Almanach du Père Peinard1894 (p. 19).

ALMANACH DU PÈRE PEINARD


MESSIDOR



Messidor ouvrira l’été en plein : le soleil recevra tant de pailles dans l’œil que les jours en rapetisseront ; par contre, les nuits tirant toute la couleur verte de leur côté, elles se foutront à rallonger jusqu’à la saison du boudin.

En messidor, on moissonnera, engerbera, dépiquera, — non plus à grands renforts de bras, mais avec le flon-flon des machines.

Les pauvres bougres qui s’amèneront au louage, après s’être appuyés des lieues et des lieues sur les grandes routes, feront grise mine.
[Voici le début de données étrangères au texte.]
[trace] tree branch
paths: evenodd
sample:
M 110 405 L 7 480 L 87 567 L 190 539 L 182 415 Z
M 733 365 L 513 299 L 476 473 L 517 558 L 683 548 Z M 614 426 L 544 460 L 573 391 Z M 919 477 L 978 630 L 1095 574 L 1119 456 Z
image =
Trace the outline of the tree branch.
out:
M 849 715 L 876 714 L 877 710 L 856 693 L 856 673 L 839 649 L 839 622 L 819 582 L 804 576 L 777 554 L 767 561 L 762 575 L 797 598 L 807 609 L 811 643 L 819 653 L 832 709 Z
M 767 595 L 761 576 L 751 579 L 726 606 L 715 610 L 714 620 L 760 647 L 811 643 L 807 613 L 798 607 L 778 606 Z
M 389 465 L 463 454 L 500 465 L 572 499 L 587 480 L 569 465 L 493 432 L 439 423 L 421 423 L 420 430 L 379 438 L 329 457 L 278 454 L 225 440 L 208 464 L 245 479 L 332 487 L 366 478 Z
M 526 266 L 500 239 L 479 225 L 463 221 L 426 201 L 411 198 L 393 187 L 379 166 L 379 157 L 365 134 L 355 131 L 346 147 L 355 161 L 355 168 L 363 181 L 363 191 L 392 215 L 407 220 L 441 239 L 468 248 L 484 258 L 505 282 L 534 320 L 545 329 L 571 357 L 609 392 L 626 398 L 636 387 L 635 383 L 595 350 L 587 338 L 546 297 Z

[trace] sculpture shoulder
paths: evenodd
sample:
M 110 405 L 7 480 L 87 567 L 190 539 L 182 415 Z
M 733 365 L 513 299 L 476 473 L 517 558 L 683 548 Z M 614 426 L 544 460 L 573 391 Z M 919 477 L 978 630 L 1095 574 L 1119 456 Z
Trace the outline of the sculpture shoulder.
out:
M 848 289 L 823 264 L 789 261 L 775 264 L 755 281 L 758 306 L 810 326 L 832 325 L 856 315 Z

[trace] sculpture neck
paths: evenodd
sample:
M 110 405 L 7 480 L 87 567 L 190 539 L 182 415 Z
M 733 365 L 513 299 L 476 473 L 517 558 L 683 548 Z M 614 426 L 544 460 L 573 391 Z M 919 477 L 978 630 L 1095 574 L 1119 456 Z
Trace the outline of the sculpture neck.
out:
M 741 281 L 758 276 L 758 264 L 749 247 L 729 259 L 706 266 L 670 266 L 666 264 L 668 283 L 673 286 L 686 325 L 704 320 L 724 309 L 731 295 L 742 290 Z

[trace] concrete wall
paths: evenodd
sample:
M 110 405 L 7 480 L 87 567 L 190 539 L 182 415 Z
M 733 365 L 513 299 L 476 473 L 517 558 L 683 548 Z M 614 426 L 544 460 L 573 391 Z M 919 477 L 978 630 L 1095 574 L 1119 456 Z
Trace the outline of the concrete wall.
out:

Trop souvent ils trouveront visage de bois : les machines leur couperont la chique ! Là où, autrefois, on aurait embauché des centaines de prolos, quelques douzaines suffiront, et au lieu de durer des temps infinis, la moisson et tout le turbin qui s’en suit sera abattu en quelques jours.

Les malédictions pleuvront sur les mécaniques : les prolos montreront le poing aux moissonneuses qui, sans faire de magnes, foutront le blé en gerbes ; aux dépiqueuses qui avaleront les gerbes comme une pilule et rendront le grain tout ensaché.

Ce serait pourtant si commode de faire un bon ménage ! Y aurait qu’à foutre une sacrée purge aux richards : un coup qu’on aurait déblayé la terre de cette vermine, la récolte n’entrerait plus dans leurs granges et au lieu de faire concurrence au populo, les mécaniques ronfleraient à son profit.

Pour lors, on serait rupins ! Les gigots ne nous passeraient plus sous le nez, on aurait sa part de pain blanc, on boirait du sec et du frais.

On perdrait jusqu’au souvenir de la Saint-Jean, cette maudite fête crétine où les prolos de la campluche s’en vont au marché, foutant leur viande aux enchères, kif-kif du bétail.

Les voilà embauchés pour six mois ou un an ! Ils s’amènent à leur nouvelle étable, sans bride au cou, — c’est des animaux dociles. Et dire qu’on appelle ça se louer, pauvres de nous…, c’est se vendre, nom de dieu !

L’esclave des temps anciens était moins dégueulasse : on était esclave par force, et non volontairement comme aujourd’hui.